The nature.com subjects stream graph displays the distribution of content across the subject areas covered by the nature.com portal.
This is an experimental interactive visualisation based on a freely available dataset from the nature.com linked data platform, which I’ve been working on in the last few months.
The main visualization provides an overview of selected content within the level 2 disciplines of the NPG Subjects Ontology. By clicking on these, it is then possible to explore more specific subdisciplines and their related articles.
For those of you who are not familiar with the Subjects Ontology: this is a categorization of scholarly subject areas which are used for the indexing of content on nature.com. It includes subject terms of varying levels of specificity such as Biological sciences (top level), Cancer (level 2), or B-2 cells (level 7). In total there are more than 2500 subject terms, organized into a polyhierarchical tree.

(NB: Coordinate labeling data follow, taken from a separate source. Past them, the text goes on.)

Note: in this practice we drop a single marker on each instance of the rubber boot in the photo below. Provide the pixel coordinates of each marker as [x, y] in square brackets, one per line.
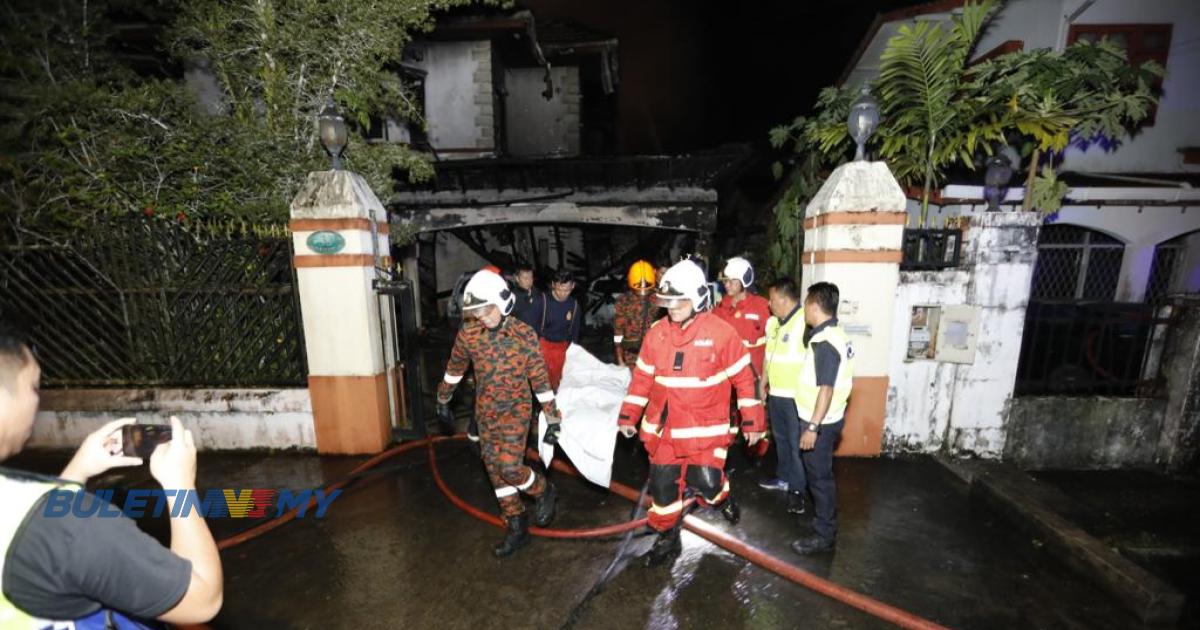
[516, 538]
[665, 549]
[545, 505]
[795, 503]
[731, 511]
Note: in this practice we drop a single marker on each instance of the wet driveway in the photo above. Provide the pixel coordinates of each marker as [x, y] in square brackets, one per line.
[393, 552]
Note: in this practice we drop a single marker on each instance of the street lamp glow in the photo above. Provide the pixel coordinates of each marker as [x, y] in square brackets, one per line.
[334, 136]
[862, 121]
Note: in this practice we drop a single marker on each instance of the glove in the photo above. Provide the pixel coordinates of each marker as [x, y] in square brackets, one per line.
[445, 417]
[552, 433]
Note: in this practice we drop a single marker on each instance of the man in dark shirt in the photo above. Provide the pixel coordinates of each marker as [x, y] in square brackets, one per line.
[821, 399]
[81, 569]
[531, 301]
[561, 325]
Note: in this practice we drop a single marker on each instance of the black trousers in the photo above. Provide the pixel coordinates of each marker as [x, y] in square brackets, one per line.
[785, 423]
[819, 469]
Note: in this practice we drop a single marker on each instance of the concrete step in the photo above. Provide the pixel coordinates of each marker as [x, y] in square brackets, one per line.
[1038, 510]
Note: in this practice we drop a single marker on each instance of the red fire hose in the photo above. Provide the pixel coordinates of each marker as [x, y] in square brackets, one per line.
[696, 526]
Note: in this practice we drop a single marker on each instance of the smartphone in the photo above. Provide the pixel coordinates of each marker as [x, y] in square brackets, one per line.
[139, 441]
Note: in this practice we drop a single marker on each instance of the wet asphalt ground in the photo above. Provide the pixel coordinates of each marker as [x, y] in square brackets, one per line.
[393, 552]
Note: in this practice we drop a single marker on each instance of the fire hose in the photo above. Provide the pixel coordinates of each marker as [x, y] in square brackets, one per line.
[694, 525]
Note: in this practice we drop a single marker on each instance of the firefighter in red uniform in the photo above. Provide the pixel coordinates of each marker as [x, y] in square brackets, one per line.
[504, 352]
[634, 313]
[684, 376]
[747, 312]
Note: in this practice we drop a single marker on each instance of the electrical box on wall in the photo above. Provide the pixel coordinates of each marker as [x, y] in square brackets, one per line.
[943, 334]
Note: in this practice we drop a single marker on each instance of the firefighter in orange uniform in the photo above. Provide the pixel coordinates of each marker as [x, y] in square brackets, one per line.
[508, 363]
[690, 364]
[635, 311]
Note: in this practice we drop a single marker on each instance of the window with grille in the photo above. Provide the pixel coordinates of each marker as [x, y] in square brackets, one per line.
[1165, 267]
[1141, 43]
[1077, 263]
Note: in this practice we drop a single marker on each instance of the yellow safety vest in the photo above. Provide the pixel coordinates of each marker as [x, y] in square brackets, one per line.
[808, 389]
[19, 496]
[785, 354]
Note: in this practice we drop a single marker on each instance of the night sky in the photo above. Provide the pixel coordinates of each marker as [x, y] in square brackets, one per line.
[700, 73]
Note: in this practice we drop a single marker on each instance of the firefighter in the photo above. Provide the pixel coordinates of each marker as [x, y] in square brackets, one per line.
[747, 312]
[636, 310]
[504, 352]
[561, 324]
[689, 365]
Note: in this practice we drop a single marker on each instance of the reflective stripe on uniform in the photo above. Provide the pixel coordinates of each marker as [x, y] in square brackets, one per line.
[700, 431]
[739, 365]
[666, 509]
[691, 382]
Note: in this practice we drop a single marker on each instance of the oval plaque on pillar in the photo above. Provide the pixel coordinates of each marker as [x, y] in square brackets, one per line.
[325, 241]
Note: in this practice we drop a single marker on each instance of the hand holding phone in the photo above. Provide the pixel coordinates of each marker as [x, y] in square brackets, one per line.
[100, 451]
[139, 441]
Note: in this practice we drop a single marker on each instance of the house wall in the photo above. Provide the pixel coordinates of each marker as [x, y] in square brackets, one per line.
[963, 407]
[1140, 227]
[1059, 432]
[1043, 24]
[219, 419]
[1155, 149]
[1187, 277]
[539, 126]
[460, 106]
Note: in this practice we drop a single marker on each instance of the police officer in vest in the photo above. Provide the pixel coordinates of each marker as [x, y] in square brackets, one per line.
[821, 397]
[783, 364]
[78, 571]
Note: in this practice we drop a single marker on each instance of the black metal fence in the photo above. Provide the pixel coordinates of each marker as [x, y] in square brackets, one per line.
[1073, 348]
[931, 249]
[149, 303]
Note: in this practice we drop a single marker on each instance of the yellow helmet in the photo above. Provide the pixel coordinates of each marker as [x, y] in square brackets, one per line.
[641, 276]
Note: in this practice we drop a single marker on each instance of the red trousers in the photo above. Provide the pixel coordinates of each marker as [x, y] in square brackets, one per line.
[555, 353]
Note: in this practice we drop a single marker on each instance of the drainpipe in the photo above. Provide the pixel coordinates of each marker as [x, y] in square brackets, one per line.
[1068, 19]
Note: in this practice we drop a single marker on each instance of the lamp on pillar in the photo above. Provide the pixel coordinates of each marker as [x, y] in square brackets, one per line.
[334, 136]
[864, 117]
[995, 179]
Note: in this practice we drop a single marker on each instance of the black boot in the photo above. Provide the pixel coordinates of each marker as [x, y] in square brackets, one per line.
[473, 435]
[516, 538]
[795, 503]
[731, 511]
[665, 549]
[545, 505]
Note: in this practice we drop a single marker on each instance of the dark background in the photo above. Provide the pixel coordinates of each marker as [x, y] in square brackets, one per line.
[700, 73]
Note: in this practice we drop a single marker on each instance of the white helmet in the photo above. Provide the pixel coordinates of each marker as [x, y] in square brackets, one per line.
[684, 281]
[739, 269]
[487, 287]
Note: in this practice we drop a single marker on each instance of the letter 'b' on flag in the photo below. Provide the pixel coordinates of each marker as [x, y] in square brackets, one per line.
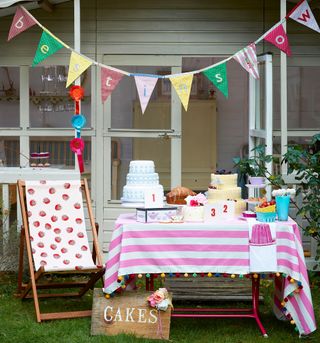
[21, 22]
[218, 76]
[47, 46]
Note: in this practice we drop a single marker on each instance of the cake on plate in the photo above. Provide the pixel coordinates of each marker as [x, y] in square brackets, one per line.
[224, 187]
[141, 176]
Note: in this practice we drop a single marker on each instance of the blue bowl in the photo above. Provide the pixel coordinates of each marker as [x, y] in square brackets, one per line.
[266, 217]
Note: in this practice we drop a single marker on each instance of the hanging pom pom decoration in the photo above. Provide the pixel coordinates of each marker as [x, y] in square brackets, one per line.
[77, 146]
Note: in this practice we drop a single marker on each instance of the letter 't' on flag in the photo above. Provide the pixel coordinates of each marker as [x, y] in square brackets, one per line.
[278, 37]
[109, 81]
[182, 84]
[77, 66]
[302, 14]
[218, 76]
[47, 46]
[247, 57]
[21, 22]
[145, 86]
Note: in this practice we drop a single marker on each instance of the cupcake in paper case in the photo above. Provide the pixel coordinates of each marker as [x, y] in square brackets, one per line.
[261, 235]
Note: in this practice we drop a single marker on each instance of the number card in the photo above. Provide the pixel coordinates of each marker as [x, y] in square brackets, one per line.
[219, 210]
[153, 198]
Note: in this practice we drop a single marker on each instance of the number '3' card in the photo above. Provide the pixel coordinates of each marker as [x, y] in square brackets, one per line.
[219, 210]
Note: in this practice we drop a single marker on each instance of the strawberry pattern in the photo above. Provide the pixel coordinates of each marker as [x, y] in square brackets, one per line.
[57, 225]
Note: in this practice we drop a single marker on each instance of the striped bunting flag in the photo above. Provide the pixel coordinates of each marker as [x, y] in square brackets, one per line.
[247, 57]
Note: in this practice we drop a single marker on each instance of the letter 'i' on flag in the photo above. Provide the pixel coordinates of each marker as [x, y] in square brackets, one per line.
[145, 86]
[247, 57]
[182, 84]
[77, 66]
[47, 46]
[218, 76]
[21, 22]
[109, 81]
[278, 37]
[302, 14]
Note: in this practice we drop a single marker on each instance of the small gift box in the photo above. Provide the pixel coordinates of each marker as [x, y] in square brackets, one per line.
[153, 215]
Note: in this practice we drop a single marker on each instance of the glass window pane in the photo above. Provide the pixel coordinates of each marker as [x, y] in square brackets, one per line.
[126, 149]
[59, 152]
[9, 152]
[9, 96]
[125, 105]
[50, 103]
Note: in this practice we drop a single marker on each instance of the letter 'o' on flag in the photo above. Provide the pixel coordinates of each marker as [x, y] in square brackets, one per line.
[21, 22]
[47, 46]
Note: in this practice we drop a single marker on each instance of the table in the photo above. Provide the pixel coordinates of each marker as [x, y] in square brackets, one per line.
[220, 247]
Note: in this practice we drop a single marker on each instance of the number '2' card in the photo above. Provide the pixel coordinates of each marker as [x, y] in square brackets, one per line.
[219, 210]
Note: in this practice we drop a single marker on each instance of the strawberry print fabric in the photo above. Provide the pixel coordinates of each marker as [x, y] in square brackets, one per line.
[57, 226]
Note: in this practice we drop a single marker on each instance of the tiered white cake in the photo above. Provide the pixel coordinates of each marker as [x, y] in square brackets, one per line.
[224, 187]
[141, 176]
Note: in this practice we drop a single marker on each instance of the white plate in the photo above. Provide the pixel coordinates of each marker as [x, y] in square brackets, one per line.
[256, 186]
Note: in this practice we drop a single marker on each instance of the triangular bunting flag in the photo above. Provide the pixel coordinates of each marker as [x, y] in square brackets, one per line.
[77, 66]
[247, 57]
[47, 46]
[182, 84]
[21, 22]
[218, 76]
[109, 81]
[278, 37]
[145, 86]
[302, 14]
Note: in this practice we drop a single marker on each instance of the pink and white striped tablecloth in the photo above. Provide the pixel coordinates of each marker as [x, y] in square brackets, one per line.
[220, 247]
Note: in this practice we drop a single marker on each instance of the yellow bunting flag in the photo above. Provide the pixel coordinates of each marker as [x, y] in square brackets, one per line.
[182, 84]
[77, 66]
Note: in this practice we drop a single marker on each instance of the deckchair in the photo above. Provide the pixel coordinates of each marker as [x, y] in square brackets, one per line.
[55, 236]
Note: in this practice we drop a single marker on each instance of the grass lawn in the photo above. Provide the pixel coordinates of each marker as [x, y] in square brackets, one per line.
[18, 325]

Starting in 2010, the various journals published on nature.com have adopted the subject ontology to tag their articles (note: different journals have started doing this at different times, hence some variations in the graph starting dates).
The visualization makes use of various d3.js modules, plus some simple customizations here and there. The hardest part of the work was putting the different page components together, to the effect of a more fluent ‘narrative’ achieved by gradually zooming into the data.
The back end is a Django web application with a relational database. The original dataset is published as RDF, so in order to use the Django APIs I’ve recreated it as a relational model. That let me also add a few extra data fields containing search indexes (e.g. article counts per month), so to make the stream graph load faster.
Comments or suggestions, as always very welcome.